As soon as the door was shut upon them, Admiral Wenceslaus monopolized the conversation, holding forth on his favourite subject: Blockade. Walter and Albert, who had a hazy idea that a blockade was a sort of fence behind which the white men retired when pursued by Red Indians, now learnt that, on the contrary, it is a system of keeping supplies from the enemy in times of war. The admiral explained to them, and to the table at large, that it is permissible to ration neutrals to their pre-war imports in order to prevent the enemy country from importing goods through this channel.
‘Why wasn’t it done from the beginning?’ he bawled, in a voice which Albert felt he must have acquired when addressing his men in stormy weather from the bridge, and rolling his eye round and round. ‘Was there a traitor in the Government? That’s what I should like to know.’
‘Hear, hear!’ said Lord Prague, doubtless from force of habit, as he was, in fact, unable to hear a word.
‘We had them
there
.’ The admiral screwed his thumb round and round on the table as though grinding up imaginary
Germans. ‘And all the time our poor fellows were being blown to atoms by British shells.…’
His speech, for it was virtually one, continued for about half an hour, and when it was finished they joined the ladies.
Albert felt disappointed.
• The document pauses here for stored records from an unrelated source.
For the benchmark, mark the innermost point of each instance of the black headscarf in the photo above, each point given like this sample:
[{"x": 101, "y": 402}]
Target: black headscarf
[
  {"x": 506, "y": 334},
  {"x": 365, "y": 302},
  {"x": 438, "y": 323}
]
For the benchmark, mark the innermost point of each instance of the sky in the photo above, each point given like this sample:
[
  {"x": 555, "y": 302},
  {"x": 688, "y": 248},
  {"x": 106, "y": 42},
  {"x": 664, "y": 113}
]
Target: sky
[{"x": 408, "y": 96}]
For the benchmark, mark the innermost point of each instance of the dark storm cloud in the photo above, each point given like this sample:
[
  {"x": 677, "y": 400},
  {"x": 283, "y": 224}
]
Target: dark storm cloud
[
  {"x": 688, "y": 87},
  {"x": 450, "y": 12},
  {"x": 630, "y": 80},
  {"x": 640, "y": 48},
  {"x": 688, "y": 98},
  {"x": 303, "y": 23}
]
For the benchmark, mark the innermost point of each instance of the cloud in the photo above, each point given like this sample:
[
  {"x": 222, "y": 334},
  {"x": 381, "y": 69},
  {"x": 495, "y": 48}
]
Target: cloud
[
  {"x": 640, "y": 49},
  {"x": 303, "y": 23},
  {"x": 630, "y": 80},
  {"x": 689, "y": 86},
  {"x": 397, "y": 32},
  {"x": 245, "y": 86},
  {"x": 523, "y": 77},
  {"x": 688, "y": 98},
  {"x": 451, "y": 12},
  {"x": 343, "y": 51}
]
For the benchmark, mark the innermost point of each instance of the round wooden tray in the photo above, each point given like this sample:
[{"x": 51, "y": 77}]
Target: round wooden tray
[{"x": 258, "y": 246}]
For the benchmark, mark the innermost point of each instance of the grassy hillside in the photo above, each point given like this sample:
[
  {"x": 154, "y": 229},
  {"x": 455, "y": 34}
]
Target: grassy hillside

Other admirals he had met had provided excellent after-dinner company and he expected better things of the Silent Service than a lecture on Blockade.
After dinner the general marshalled them all into Lord Craigdalloch’s study and turned on the wireless which was playing Grieg’s suite from
Peer Gynt
. ‘This is London calling.’ (Crash! crash!) ‘The Wireless Symphony Orchestra will now play “Solveig’s Song”.’ (Crash! crash! crash!)
Albert spoke to Jane in an undertone, but he was quickly checked by a look from Lady Prague who appeared to be in a state of aesthetic rapture.
When the Grieg came to an end it was announced that Miss Sackville-West would give readings from TS Eliot.
‘Tripe!’ said the general and turned it off. He then began to arrange about the next day’s shooting.
‘If any of the non-shooters would like to come out tomorrow,’ he said, ‘it will be a good opportunity as none of the drives are very far apart and it’s all easy walking. Those who don’t want to come all day can meet us for lunch.’
‘Jane and I would love it if we shan’t be in the way,’ said Sally meekly.
The general, who had taken a fancy to her, smiled benignly:
‘Do you good, my dear.’
‘Great,’ said Albert, ‘as is my distaste for natural scenery, I feel it to be my duty, as a student of the nineteenth century, to gaze just once upon the glens and bens that so entranced Royal Victoria, both as the happy wife of that industrious and illustrious prince whose name I am so proud to bear, and as his lamenting relict. I should like to see the stag stand at bay upon its native crags, the eagle cast its great shadow over the cowering
grouse; I should like dearly to find a capercailzie’s nest. And I feel that I could choose no more suitable day on which to witness these glories of Victorian nature than the famous twelfth, when sportsmen all over the country set forth with dog and gun to see what they can catch.’
This speech was greeted by Captain Chadlington with a sort of admiring noise in his throat which can only be transcribed as ‘C-o-o-o-h.’
‘Shall you come, Monteath?’ asked the general, taking no notice of Albert.
‘I think not, sir, thank you very much. I have rather a lot of work to do for the
Literary Times
and if everyone goes out it will be a good opportunity to get on with it.’